Le Tribunal administratif de Clermont-Ferrand, statuant en référé, a rejeté la requête d'un ressortissant tunisien demandant l'injonction à l'administration d'examiner sa demande de regroupement familial. Le juge a estimé que la seule séparation conjugale, invoquée comme une atteinte au droit au respect de la vie familiale (article 8 de la CEDH), ne caractérisait pas l'urgence requise par l'article L. 521-3 du code de justice administrative. La requête a donc été rejetée en application de l'article L. 522-3 du même code, permettant un rejet sans instruction lorsque la condition d'urgence n'est pas remplie.
Le Tribunal Administratif de Clermont-Ferrand, statuant par ordonnance, a rejeté la requête de Mme C... qui sollicitait un aménagement de la suspension de son permis de conduire. La juridiction a jugé la requête manifestement irrecevable, car elle ne tendait ni à l'annulation d'une décision administrative ni à la condamnation d'une personne publique au paiement d'une somme d'argent.
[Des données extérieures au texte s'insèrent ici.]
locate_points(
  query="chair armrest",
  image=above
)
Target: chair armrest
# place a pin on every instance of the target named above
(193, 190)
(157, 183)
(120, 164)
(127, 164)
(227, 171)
Le tribunal a fondé sa décision sur les articles R. 222-1, R. 411-1 et R. 421-1 du code de justice administrative, rappelant que le juge administratif ne peut se substituer à l'administration pour prendre des mesures d'aménagement.
Le Tribunal Administratif de Clermont-Ferrand rejette la demande de suspension d'un rejet implicite de titre de séjour en qualité de membre de famille d'un citoyen de l'Union. Le juge des référés estime que la condition d'urgence n'est pas remplie, car le requérant bénéficie d'une attestation de prolongation d'instruction lui permettant de séjourner et de travailler légalement. La décision est fondée sur les articles L. 521-1 et L. 522-3 du code de justice administrative.
Le Tribunal Administratif de Clermont-Ferrand, statuant par ordonnance, a rejeté la requête de Mme C... qui contestait le refus de lui délivrer une carte mobilité inclusion mention « stationnement ». Le tribunal a jugé que, malgré la production de certificats médicaux attestant de multiples pathologies, la requérante n'avait pas apporté les précisions requises sur son périmètre de marche ou sur la nécessité d'une aide pour ses déplacements, ne démontrant pas que son périmètre était inférieur à 200 mètres. La décision s'appuie sur les critères stricts de l'arrêté du 3 janvier 2017 et du code de l'action sociale et des familles, appliquant la procédure d'ordonnance prévue à l'article R. 222-1 du code de justice administrative pour rejeter un moyen manifestement insusceptible de soutenir la requête.
Le Tribunal administratif de Clermont-Ferrand, statuant par ordonnance, donne acte du désistement pur et simple de M. A... de sa requête en exécution d'une précédente décision de justice. Le président par intérim se fonde sur l'article R. 222-1 du code de justice administrative pour valider ce désistement. La procédure d'exécution, ouverte en application de l'article L. 911-4 du même code, est ainsi close.